Dans une perspective chrétienne, c’est l’un des thèmes de la Lettre sur la mort de son père, OC II, éd. J. Mesnard, p. 858, que l’horreur de la mort est naturelle, ayant subsisté en l’homme après le péché d’Adam. Voir aussi p. 854 : « Sans Jésus-Christ, [la mort] est horrible, elle est détestable, et l’horreur de la nature ».
Gouhier Henri, Blaise Pascal. Conversion et apologétique, Paris, Vrin, 1986, p. 84 sq. Contre la conception stoïcienne de la mort naturelle : p. 84-85. C’est l’horreur de la mort qui est naturelle : p. 85.
GEF XIII, p. 130, donne une explication qui souligne qu’il existe une certaine parenté entre l’héroïsme de l’homme ordinaire et celui du chrétien : les raisons de craindre la mort tiendraient au fait que la mort conduit le chrétien au jugement par Dieu : « Le chrétien craint la mort, parce qu’elle le conduit à Dieu, pour l’épreuve du jugement, mais dans le péril il se retrouve homme, faisant face aux dangers qui se présentent, et accomplissant courageusement son devoir d’homme. » L’interprétation est discutable dans sa première partie. La seconde partie est moins contestable.
La note de GEF XIII renvoie d’autre part au fragment Preuves de Jésus-Christ 18 (Laf. 316, Sel. 347). Qui a appris aux évangélistes les qualités d’une âme parfaitement héroïque, pour la peindre si parfaitement en Jésus-Christ ? Pourquoi le font-ils faible dans son agonie ? Ne savent-ils pas peindre une mort constante ? Oui, car le même saint Luc peint celle de saint Étienne plus forte que celle de Jésus-Christ. Ils le font capable de crainte, avant que la nécessité de mourir soit arrivée, et ensuite tout fort. Mais quand ils le font si troublé c’est quand il se trouble lui-même et quand les hommes le troublent il est tout fort.
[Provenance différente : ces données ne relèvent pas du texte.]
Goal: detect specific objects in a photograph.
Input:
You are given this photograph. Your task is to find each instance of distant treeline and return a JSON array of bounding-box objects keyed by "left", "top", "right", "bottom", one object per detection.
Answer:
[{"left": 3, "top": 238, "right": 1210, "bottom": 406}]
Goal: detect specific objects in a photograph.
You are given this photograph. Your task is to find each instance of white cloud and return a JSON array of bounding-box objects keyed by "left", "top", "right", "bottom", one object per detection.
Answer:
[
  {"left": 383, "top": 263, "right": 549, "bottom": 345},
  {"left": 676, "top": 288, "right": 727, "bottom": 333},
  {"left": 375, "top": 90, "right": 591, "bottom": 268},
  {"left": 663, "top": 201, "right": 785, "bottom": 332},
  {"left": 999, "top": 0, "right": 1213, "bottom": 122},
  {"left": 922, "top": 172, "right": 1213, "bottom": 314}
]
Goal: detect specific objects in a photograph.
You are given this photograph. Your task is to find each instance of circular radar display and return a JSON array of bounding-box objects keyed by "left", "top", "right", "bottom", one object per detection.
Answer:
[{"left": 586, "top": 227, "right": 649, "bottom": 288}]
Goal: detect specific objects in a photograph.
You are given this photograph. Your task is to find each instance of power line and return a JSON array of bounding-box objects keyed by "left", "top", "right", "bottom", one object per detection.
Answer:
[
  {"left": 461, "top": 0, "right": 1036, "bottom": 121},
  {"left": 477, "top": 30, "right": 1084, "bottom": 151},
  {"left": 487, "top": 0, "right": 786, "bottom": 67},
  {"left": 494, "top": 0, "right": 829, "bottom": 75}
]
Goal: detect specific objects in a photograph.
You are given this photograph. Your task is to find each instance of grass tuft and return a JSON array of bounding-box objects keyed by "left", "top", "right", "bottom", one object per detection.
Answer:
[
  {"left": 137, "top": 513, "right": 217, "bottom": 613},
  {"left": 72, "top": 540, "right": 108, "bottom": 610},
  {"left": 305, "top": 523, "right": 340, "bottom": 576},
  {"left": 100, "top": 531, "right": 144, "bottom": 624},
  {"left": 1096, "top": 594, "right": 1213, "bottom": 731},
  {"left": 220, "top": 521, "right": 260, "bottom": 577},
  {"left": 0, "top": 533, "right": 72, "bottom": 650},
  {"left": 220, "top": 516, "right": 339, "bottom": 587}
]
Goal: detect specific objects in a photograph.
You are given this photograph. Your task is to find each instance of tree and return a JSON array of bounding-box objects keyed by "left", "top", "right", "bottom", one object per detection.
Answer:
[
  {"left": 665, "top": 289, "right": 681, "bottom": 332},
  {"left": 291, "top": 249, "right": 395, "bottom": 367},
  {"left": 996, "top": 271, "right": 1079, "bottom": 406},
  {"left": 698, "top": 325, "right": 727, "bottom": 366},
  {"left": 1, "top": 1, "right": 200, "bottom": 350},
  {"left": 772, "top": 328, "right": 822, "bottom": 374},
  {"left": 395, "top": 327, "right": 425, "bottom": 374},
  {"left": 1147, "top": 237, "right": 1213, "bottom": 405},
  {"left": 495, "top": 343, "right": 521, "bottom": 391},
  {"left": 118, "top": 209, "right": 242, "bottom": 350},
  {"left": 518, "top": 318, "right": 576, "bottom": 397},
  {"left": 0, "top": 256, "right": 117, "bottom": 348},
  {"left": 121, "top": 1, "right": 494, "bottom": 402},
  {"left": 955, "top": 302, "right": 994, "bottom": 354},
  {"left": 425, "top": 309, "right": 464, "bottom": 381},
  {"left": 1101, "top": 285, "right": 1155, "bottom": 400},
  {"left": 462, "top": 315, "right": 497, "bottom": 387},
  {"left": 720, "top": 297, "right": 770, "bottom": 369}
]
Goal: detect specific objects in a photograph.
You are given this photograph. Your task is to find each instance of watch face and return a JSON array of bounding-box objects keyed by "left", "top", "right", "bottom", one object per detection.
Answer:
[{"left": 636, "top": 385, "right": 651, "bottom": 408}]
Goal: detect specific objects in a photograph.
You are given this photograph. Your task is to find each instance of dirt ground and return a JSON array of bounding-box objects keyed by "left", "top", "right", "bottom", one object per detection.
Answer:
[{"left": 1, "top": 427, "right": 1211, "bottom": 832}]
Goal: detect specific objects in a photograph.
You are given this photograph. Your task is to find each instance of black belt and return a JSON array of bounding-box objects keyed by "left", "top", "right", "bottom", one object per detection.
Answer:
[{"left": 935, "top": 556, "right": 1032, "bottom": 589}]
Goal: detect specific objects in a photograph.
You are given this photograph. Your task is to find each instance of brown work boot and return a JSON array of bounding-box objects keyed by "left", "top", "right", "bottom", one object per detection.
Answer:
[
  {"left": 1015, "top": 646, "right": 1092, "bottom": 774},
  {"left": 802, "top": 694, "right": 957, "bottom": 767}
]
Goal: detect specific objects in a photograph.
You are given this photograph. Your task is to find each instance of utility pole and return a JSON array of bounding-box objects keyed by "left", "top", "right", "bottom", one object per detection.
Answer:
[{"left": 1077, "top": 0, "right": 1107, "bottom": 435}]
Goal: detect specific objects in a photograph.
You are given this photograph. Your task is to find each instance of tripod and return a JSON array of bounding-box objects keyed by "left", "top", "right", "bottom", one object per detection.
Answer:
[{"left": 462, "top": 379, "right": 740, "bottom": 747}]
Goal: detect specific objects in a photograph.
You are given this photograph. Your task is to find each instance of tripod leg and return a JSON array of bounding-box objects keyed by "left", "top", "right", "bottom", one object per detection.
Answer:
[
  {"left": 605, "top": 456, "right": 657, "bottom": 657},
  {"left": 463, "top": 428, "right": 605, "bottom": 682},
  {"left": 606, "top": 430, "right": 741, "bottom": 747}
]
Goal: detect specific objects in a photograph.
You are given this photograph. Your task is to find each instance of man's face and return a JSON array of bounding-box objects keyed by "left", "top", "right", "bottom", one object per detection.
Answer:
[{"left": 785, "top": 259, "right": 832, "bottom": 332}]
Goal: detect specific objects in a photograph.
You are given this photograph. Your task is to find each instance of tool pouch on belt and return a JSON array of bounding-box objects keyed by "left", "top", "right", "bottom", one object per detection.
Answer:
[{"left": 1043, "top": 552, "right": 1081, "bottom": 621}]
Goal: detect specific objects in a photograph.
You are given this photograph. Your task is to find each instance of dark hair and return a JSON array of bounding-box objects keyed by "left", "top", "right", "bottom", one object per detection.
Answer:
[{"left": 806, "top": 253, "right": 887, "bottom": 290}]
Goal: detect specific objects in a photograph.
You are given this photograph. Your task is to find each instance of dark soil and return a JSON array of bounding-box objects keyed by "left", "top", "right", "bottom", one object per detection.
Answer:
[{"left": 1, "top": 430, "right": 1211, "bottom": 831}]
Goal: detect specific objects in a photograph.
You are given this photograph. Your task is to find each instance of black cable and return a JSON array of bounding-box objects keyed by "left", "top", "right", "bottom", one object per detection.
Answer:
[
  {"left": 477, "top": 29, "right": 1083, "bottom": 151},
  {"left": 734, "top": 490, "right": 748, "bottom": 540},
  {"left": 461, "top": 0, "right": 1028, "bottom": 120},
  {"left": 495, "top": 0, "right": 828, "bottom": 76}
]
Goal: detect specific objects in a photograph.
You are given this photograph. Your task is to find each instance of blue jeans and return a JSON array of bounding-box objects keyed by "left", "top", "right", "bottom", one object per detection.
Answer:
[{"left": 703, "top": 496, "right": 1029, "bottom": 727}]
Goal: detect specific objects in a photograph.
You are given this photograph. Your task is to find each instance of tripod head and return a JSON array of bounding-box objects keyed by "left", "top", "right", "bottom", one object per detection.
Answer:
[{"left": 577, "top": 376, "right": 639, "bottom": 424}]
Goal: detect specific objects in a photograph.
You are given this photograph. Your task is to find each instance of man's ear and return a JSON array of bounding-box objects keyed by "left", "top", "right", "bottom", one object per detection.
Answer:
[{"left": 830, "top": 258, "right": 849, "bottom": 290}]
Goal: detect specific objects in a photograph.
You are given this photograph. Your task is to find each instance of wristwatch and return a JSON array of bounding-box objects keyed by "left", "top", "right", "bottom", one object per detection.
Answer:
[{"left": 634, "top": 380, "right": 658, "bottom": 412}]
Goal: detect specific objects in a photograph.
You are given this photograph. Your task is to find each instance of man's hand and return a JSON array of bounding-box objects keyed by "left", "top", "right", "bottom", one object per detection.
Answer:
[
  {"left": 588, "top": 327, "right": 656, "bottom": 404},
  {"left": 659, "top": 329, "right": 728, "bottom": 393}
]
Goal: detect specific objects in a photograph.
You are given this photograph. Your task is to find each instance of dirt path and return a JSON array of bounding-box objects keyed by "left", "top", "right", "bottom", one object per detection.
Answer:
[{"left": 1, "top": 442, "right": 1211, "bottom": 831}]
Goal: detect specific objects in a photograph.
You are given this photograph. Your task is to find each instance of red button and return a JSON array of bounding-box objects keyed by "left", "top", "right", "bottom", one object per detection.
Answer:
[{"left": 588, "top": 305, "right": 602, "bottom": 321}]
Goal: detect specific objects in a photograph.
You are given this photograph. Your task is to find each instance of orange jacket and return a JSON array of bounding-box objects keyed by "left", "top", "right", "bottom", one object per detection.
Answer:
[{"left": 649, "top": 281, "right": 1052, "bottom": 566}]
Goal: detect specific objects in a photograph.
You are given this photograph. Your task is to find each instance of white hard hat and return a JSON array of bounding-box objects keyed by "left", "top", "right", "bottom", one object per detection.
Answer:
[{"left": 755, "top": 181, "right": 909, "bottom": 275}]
La conduite face à la mort peut donc se présenter comme est la figure de celle du Christ. Comme l’écrit J. Mesnard, OC II, p. 849, « ce qui est vrai pour tout homme est vrai au suprême degré pour l’Homme-Dieu ».
♦ Autres auteurs sur la crainte de la mort
La Rochefoucauld présente le mépris de la mort en sa présence même comme une pure illusion.
La Rochefoucauld, Maximes, éd. L. Plazenet, Paris, Champion, 2005, Maxime 21. « Ceux qu’on condamne au supplice affectent quelquefois une constance et un mépris de la mort qui n’est en effet que la crainte de l’envisager. De sorte qu’on peut dire que cette constance et ce mépris sont à leur esprit ce que le bandeau est à leurs yeux. »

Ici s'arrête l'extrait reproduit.